DOL asks whether guidance is needed on any of the amended content or the relationship of the disclosed year-end values to the beginning-of-year values that has to be disclosed on the supplement for plans using stabilized interest rates to determine the required minimum contribution. (The agency is apparently concerned that some participants may be confused by seeing two different funding percentages for the same plan. Yet affected plans have been disclosing two different measures of funded status since 2012, and the double disclosures are statutorily required.) The agency is also interested in comments on how to update the model notice to reflect SECURE 2.0 and what other changes would improve single-employer and multiemployer plan notices.

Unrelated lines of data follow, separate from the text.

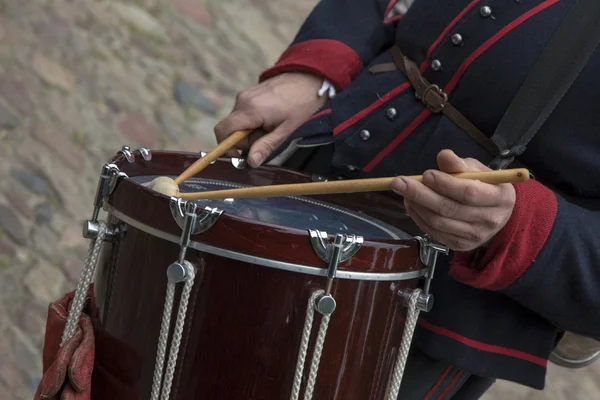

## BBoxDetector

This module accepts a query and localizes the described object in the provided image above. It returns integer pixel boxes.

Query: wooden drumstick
[175,129,252,186]
[179,168,529,200]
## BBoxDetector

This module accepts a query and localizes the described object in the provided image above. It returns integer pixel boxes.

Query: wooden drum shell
[95,152,424,400]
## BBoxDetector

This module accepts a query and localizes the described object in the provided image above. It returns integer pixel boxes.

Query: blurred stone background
[0,0,600,400]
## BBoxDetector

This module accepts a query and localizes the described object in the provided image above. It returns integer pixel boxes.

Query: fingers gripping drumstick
[175,129,252,186]
[179,168,529,200]
[148,129,252,196]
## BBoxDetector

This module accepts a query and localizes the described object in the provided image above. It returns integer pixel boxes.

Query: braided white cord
[60,221,106,347]
[290,290,324,400]
[150,261,196,400]
[161,261,196,400]
[304,315,331,400]
[386,289,421,400]
[150,281,175,400]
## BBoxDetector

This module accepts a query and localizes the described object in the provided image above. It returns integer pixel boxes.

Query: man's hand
[215,73,325,168]
[392,150,516,251]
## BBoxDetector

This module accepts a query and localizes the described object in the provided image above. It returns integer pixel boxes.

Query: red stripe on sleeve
[260,39,363,91]
[423,367,452,400]
[418,318,548,367]
[450,181,558,290]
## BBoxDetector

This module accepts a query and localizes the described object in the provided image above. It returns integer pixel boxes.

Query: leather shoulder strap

Form PR updates and five-year PEP reports

The act allows PEPs to designate any named fiduciary (other than a participating employer) to be responsible for collecting contributions for plan years beginning after Dec. 31, 2022. DOL expects to update Form PR, Registration for Pooled Plan Provider, and asks what other guidance PEPs and their providers need to implement this change.

By Dec. 29, 2027, and every five years afterwards, DOL must conduct a detailed study of PEPs and make a report to Congress. That report must describe the number of PEPs, range of available investment options, fees assessed by PEPs and certain other PEP-related information. While DOL expects to use Form PR and Form 5500, Annual Return/Report of Employee Benefit Plan, to gather much of this information, the RFI asks for other data sources the agency could use. DOL also seeks input on other elements of the report.

Some SECURE 2.0 disclosures omitted from RFI

The RFI doesn’t seek input on the following SECURE 2.0 reporting and disclosure provisions:

  • SECURE 2.0 directs DOL, Treasury and PBGC to jointly review reporting and disclosure requirements that apply to retirement plans under ERISA and the IRC. The agencies must consult with participant and employer representatives and prepare a report to Congress by Dec. 29, 2025, that recommends how to simplify and improve disclosures.
  • The act directs DOL, in consultation with Treasury, to study the effect of inflation on retirement savings and submit findings to Congress by March 29.
  • Plan sponsors must report certain information to facilitate DOL’s establishment and maintenance of an online Retirement Savings Lost and Found database that participants can search for information about retirement benefits.

The RFI also excludes SECURE 2.0 reporting and disclosure requirements contained only in the IRC and other requirements the agency has already started — or intends — to address separately.